CF insists this is literal, not metaphor. Brainstorming supplies variation; criticism supplies selection, rejecting ideas that fail at a goal. This is exactly Popper’s conjectures and refutations. Because variation is mostly error-producing, the engine of progress is the non-random selection step — error correction — not the brainstorming.

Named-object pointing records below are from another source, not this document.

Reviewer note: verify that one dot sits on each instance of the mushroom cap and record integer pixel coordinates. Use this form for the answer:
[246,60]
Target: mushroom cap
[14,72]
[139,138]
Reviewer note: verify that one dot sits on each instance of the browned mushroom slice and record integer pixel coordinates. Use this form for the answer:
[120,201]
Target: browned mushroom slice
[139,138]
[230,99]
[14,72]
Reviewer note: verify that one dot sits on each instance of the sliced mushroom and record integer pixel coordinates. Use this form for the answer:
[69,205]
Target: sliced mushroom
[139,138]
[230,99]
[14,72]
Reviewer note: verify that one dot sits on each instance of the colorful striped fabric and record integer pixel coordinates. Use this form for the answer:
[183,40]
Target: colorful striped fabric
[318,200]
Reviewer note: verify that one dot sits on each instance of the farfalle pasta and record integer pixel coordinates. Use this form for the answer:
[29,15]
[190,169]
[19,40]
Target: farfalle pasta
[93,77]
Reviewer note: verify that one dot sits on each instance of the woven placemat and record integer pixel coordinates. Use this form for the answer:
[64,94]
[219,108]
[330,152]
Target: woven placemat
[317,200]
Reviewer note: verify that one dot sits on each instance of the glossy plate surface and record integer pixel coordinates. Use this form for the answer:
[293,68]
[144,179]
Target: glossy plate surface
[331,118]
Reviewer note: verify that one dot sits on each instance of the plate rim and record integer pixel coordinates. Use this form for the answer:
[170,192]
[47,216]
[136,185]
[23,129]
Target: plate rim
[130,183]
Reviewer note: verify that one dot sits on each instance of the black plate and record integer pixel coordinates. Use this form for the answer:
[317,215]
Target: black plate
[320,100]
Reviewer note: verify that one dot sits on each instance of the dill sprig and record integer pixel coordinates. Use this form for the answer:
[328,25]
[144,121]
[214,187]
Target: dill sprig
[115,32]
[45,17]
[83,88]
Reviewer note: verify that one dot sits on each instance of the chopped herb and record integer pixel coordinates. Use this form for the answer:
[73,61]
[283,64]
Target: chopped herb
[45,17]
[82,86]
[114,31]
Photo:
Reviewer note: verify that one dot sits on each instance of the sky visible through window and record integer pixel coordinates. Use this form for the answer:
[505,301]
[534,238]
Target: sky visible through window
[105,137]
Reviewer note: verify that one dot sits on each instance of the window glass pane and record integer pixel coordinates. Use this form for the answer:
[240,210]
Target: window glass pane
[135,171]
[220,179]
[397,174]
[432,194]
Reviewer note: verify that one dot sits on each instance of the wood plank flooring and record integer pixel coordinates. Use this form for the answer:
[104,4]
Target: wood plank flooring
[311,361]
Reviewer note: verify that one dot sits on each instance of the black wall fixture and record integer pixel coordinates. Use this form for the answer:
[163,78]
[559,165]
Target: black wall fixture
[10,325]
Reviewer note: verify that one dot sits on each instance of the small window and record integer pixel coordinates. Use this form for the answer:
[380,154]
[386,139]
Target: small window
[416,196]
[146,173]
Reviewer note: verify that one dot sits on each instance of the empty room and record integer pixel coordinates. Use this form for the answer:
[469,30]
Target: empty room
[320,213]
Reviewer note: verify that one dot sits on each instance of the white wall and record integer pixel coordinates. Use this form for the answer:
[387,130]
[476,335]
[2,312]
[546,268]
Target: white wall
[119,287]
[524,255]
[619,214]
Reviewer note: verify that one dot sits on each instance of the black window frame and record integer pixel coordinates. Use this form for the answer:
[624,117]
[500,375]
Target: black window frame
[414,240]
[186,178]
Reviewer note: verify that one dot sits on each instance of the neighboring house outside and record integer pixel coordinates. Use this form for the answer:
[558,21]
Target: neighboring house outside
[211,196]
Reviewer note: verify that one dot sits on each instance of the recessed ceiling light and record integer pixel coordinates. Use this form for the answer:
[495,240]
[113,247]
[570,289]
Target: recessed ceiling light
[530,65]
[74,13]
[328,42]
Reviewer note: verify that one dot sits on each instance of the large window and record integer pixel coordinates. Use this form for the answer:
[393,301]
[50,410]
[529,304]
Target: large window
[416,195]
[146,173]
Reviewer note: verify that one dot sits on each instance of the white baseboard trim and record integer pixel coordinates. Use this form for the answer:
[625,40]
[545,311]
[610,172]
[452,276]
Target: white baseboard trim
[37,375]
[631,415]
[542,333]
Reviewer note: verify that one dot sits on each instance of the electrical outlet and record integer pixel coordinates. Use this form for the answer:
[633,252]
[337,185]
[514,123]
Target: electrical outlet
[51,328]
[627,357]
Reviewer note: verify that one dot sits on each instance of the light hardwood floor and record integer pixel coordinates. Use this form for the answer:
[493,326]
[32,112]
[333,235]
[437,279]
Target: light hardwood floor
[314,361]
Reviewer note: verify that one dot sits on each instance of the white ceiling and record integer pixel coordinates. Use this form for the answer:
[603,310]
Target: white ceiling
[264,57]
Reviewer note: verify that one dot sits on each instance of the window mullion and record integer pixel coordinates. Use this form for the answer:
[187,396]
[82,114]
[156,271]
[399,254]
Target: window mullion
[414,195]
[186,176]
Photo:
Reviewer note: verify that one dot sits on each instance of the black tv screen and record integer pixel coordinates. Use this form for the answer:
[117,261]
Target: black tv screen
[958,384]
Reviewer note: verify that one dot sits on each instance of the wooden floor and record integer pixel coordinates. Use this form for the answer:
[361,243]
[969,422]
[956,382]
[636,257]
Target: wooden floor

CF’s distinctive move is drawing a consequence about how selection must work. Selection is a yes/no event: an idea survives a generation of criticism or it doesn’t. So epistemology must be digital and binary (refuted / non-refuted), mirroring why we build digital computers for reliable error correction. CF therefore rejects analog notions of argument strength and weighing — its self-identified most important original idea.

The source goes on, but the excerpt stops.